Chilean food is underrated. The country sits on 6,400 kilometers of Pacific coastline, which means seafood dominates the menu — and the quality is exceptional. Add fertile agricultural valleys, a world-class wine industry, and a street food culture that revolves around bread and avocado, and you have a cuisine that deserves far more attention than it gets.

Seafood
The cold Humboldt Current brings an extraordinary variety of fish and shellfish to Chilean waters. In any coastal market or restaurant, expect to find:
- Congrio: Conger eel, most famously served as caldillo de congrio — a brothy soup that Pablo Neruda wrote a poem about. Rich, warming, and found everywhere from market stalls to fine dining.
- Locos: Chilean abalone, served cold with mayo or in a chupe (gratin). A delicacy with a short harvest season — you will see it on menus from November through April.
- Erizos: Sea urchins, cracked open and eaten raw with lemon. An acquired taste but worth trying at a market stall where they are opened in front of you.
- Picorocos: Giant barnacles, steamed and pulled from the shell. Taste somewhere between crab and clam. Found mostly in the central and southern coast.
- Machas: Razor clams, typically served a la parmesana — baked with cheese, a classic Chilean starter.
The Mercado Central in Santiago is the easiest place to try everything in one visit. In Valparaiso, the port-side restaurants serve fresh catch daily.
Traditional Dishes
Empanadas de pino are the national snack — baked pastry stuffed with ground beef, onions, a quarter of a hard-boiled egg, and a single olive. Bakeries and street vendors sell them everywhere for $1-2 each.
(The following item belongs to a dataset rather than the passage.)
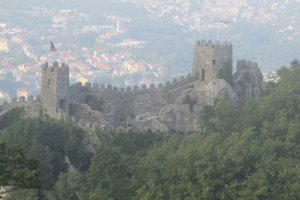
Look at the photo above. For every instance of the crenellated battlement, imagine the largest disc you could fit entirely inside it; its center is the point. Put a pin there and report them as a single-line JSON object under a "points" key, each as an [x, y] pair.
{"points": [[55, 67], [216, 44], [20, 102], [108, 89], [210, 58], [246, 65]]}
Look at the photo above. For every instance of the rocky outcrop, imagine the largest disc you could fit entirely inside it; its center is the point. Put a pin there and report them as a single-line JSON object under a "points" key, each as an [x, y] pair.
{"points": [[248, 80]]}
During Fiestas Patrias (September), empanada consumption becomes almost competitive.
Pastel de choclo is a corn and meat casserole — ground beef, chicken, onions, and olives topped with a thick layer of sweet corn paste, baked until golden. Heavy, comforting, and found in traditional restaurants (picadas) across the country.
Cazuela is a clear broth with a large piece of meat (beef or chicken), a chunk of pumpkin, corn on the cob, potato, and green beans. Simple home cooking served in enormous bowls. Every family has their own version.
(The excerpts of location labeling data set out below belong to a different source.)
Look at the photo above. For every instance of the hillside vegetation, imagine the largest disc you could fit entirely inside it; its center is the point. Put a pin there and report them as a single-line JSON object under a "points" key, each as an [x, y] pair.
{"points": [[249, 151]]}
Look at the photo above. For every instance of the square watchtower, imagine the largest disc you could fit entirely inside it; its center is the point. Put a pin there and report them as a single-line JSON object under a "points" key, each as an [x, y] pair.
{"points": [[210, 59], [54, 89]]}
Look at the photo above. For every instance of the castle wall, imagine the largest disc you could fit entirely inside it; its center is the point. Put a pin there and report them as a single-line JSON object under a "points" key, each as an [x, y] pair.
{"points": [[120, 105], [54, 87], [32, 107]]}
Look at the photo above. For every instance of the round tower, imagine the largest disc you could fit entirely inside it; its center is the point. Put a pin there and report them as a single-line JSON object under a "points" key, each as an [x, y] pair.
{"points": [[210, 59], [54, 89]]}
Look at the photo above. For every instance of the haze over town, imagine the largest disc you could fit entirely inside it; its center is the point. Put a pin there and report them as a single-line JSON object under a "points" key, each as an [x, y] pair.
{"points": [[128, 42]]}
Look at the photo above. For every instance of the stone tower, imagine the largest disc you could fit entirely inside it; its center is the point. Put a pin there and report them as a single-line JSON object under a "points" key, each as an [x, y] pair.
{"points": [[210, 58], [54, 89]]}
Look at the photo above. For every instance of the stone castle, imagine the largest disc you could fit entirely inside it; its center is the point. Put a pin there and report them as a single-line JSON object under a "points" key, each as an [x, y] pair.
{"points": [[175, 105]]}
Curanto is from Chiloe Island — shellfish, meat, sausages, and potatoes cooked in a pit lined with hot stones and covered with giant nalca leaves. The method is ancient and the result is smoky and rich. Tourist-friendly versions use a pot (curanto en olla) instead of a pit.
Street Food
Completos: The Chilean hot dog, and it is a production. A steamed bun, boiled frankfurter, diced tomato, mashed avocado, sauerkraut, and an alarming quantity of mayonnaise. An italiano (tomato, avocado, mayo) mirrors the Italian flag's colors. From any street cart, $2-3.
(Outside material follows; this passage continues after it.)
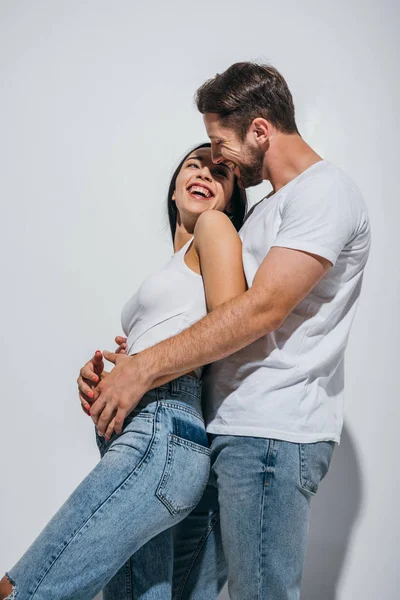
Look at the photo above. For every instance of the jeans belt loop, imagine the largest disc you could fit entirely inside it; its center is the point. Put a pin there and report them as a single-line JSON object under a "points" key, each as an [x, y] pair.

Sopaipillas: Round discs of fried pumpkin dough, served plain from street vendors or drizzled with pebre (a fresh tomato-onion-cilantro salsa). On rainy days, sopaipillas pasadas appear — soaked in warm chancaca (raw sugar) syrup.
Wine
Chile is the fourth-largest wine exporter in the world. Carmenere is the signature grape — full-bodied, slightly smoky, and almost exclusively Chilean. The wine regions are within easy reach of Santiago. Even supermarket wine in Chile is remarkably good — $5-8 buys a bottle that would cost three times as much abroad.
Pisco
Chile's grape brandy, produced in the northern valleys around La Serena and the Elqui Valley. Served as a pisco sour (pisco, lime juice, sugar, egg white, bitters) — the national cocktail, claimed by both Chile and Peru. The Elqui Valley distilleries offer tours and tastings, and the combination of pisco production and stargazing makes the valley a worthwhile detour.